La figure 5 illustre les profils de turbulence (écart-type) entre les deux appareils. Dans la zone centrale (fig. 5A), les valeurs d’écart-type de Vx sont à leur maximum approximativement à 20 % de la profondeur d’eau, et diminuent ensuite vers la surface de l’eau pour les deux appareils. Ceci correspond bien à ce qui est anticipé à l’entrée d’une mouille (Song et Chiew, 2001). De même que pour la vitesse moyenne, les différences entre les appareils augmentent en s’approchant du lit, mais la comparaison des données turbulentes est en général nettement moins bonne tout au long du profil, avec des coefficients de corrélation plus faibles (négatifs pour Vy) et des pentes assez proches de 0 (tabl. II).
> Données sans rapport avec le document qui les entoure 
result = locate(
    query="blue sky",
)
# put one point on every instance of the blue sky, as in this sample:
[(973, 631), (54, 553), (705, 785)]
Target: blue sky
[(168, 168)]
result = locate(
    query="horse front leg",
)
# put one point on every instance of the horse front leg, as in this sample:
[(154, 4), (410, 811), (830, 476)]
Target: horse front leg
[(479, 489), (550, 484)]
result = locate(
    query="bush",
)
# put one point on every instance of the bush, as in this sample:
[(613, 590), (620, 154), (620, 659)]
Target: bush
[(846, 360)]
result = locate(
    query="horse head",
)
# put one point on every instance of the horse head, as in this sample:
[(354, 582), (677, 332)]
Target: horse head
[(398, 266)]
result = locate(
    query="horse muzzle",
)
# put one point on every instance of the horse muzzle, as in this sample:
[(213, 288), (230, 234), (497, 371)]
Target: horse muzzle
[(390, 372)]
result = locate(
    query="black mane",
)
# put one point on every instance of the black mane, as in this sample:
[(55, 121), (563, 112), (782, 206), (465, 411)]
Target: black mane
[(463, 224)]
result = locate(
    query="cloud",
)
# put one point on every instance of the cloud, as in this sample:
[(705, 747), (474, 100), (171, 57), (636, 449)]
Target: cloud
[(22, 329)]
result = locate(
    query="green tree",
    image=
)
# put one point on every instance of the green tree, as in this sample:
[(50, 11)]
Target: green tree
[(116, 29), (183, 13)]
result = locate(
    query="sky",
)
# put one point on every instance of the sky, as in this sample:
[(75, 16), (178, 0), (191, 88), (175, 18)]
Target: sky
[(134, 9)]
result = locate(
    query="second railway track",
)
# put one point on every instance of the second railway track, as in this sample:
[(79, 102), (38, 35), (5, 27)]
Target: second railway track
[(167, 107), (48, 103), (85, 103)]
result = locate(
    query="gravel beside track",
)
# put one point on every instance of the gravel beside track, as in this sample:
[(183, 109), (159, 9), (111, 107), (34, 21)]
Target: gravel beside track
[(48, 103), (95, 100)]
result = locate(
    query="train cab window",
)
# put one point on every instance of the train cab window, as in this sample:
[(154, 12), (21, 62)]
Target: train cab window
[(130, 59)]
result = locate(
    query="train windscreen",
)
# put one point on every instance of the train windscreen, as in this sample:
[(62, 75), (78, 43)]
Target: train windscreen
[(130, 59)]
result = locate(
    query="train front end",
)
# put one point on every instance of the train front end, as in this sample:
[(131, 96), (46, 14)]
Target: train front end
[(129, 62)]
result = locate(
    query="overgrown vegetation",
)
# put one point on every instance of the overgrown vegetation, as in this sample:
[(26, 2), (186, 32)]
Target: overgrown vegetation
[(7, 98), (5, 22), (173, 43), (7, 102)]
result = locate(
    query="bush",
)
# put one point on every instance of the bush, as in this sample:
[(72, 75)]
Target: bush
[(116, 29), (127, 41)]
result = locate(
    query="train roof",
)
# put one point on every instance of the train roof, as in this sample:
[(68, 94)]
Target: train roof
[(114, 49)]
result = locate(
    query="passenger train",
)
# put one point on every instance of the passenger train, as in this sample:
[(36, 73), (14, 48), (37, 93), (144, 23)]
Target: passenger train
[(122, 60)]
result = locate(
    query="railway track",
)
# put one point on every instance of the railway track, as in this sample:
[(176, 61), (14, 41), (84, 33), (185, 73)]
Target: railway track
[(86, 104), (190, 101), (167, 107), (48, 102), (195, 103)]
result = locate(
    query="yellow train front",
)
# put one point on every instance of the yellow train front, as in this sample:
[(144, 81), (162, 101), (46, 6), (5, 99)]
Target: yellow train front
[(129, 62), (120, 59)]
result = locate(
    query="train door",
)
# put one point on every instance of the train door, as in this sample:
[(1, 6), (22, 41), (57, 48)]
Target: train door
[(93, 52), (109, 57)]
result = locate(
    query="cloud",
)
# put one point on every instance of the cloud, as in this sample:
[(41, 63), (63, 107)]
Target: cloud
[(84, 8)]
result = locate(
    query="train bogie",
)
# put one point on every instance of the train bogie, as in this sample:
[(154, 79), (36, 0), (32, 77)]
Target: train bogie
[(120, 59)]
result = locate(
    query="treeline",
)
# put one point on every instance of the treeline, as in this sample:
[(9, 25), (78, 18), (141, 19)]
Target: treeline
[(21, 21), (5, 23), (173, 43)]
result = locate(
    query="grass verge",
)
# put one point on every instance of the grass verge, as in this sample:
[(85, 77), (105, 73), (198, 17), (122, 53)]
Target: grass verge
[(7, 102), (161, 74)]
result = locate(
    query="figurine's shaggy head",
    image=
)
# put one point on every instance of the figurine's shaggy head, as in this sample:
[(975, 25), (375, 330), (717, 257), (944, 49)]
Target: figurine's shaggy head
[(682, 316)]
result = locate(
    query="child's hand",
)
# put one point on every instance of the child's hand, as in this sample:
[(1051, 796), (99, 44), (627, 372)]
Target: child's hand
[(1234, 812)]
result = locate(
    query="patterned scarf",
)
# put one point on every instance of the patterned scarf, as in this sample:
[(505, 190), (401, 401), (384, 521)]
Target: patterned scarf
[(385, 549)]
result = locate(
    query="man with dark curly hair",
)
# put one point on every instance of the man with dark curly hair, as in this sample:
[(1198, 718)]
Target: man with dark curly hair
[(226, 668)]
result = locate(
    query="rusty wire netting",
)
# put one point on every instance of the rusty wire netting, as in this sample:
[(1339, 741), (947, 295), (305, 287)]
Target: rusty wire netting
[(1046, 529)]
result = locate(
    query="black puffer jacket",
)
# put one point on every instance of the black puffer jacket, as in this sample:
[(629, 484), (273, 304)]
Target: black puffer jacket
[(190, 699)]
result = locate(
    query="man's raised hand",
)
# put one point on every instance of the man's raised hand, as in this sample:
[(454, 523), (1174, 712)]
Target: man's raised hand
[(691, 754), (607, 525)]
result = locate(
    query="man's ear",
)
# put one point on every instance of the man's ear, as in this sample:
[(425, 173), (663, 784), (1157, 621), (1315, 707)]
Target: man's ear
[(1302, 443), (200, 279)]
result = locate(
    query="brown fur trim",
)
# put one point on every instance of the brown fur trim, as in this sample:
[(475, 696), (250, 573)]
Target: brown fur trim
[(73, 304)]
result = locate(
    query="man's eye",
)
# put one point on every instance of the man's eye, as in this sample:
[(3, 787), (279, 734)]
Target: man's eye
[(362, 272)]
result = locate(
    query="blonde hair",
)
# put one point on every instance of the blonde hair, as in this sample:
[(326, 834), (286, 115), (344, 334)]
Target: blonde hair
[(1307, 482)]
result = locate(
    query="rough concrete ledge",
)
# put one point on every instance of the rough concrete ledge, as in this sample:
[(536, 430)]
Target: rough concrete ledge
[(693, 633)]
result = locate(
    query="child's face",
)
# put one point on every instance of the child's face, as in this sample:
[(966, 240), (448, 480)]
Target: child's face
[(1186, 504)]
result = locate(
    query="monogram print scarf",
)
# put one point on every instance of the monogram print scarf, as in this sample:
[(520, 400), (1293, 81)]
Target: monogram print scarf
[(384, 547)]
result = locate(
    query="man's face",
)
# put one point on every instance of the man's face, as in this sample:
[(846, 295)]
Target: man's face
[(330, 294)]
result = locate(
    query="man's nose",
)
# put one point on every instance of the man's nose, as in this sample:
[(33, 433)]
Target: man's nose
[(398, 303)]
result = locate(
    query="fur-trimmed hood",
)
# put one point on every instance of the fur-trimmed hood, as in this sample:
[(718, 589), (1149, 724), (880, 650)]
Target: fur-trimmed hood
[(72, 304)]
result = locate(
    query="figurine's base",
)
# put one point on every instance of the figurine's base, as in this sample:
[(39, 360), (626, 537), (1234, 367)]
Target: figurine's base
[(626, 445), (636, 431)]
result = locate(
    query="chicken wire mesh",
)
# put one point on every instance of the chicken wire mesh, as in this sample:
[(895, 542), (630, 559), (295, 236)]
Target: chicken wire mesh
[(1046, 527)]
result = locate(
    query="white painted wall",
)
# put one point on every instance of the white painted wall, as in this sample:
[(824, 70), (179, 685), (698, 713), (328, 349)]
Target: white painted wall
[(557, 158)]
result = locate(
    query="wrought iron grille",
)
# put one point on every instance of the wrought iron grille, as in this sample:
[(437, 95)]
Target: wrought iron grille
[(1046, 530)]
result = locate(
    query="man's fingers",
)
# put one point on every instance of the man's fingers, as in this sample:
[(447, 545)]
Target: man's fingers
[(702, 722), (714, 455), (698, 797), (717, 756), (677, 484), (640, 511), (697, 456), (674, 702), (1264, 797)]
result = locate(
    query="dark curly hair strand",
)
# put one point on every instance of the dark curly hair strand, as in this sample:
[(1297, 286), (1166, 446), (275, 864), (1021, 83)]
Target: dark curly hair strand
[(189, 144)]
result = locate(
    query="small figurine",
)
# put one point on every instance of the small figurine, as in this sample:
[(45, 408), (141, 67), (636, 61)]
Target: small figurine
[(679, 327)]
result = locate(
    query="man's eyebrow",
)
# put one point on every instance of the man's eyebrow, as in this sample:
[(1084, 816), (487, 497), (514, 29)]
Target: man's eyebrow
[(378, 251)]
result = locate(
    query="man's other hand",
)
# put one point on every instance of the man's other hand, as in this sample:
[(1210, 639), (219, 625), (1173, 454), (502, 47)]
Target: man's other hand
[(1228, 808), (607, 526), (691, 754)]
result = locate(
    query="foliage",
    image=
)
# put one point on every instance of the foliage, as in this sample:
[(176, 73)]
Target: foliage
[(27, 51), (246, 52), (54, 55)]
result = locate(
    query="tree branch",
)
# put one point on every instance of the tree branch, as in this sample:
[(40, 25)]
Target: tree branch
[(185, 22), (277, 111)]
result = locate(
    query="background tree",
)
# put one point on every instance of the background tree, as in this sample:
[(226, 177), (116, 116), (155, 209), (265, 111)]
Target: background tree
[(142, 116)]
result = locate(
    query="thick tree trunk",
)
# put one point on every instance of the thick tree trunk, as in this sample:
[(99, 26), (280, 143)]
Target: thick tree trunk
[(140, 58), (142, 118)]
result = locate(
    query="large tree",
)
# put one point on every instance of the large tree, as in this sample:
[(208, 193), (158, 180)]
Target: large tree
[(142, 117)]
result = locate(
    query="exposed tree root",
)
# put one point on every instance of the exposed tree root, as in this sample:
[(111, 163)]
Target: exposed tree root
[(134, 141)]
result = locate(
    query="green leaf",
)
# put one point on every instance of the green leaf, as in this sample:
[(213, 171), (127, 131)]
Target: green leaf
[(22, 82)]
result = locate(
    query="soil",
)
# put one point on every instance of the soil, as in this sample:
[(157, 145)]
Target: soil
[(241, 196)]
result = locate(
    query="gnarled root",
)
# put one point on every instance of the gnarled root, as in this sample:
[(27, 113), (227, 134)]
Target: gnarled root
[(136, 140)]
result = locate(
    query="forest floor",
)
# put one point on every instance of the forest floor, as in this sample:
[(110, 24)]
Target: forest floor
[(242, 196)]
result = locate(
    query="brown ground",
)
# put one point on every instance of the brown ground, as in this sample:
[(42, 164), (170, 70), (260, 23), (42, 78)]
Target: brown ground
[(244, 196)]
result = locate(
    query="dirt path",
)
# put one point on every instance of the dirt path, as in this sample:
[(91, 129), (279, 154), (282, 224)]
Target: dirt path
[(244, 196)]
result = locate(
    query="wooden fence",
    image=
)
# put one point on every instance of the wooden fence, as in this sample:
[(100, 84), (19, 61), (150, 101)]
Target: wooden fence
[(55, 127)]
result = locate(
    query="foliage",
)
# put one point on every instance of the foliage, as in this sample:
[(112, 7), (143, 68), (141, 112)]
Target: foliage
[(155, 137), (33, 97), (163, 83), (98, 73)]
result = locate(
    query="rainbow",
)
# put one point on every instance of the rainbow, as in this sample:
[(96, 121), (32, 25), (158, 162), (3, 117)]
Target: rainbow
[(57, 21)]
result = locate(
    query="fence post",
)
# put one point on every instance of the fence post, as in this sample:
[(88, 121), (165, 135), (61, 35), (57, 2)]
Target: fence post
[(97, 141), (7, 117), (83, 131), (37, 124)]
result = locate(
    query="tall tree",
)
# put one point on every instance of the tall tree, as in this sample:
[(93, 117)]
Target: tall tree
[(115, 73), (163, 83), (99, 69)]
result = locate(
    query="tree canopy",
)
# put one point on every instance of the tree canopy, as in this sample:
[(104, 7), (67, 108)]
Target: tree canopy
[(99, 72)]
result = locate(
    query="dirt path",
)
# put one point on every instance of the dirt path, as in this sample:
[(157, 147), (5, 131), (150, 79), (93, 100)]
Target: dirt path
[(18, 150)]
Les problèmes d’alignement ne peuvent qu’en partie expliquer ces différences, qui reflètent sans doute la plus grande sensibilité des statistiques turbulentes aux différences de taille de volume de mesure et de fréquence d’échantillonnage.

Figure 5

A)

B)

Comparaison des valeurs d’écart-type pour les trois composantes de l’écoulement entre l’ADV et le PC-ADP dans (A) la zone centrale (position 1, fig. 1B) et (B) la zone de séparation (position 2, fig. 1B).

Comparison of RMS values for the three velocity components between the ADV and PC-ADP in (A) the central zone (position 1, Fig. 1B) and (B) the separation zone (position 2, Fig. 1B).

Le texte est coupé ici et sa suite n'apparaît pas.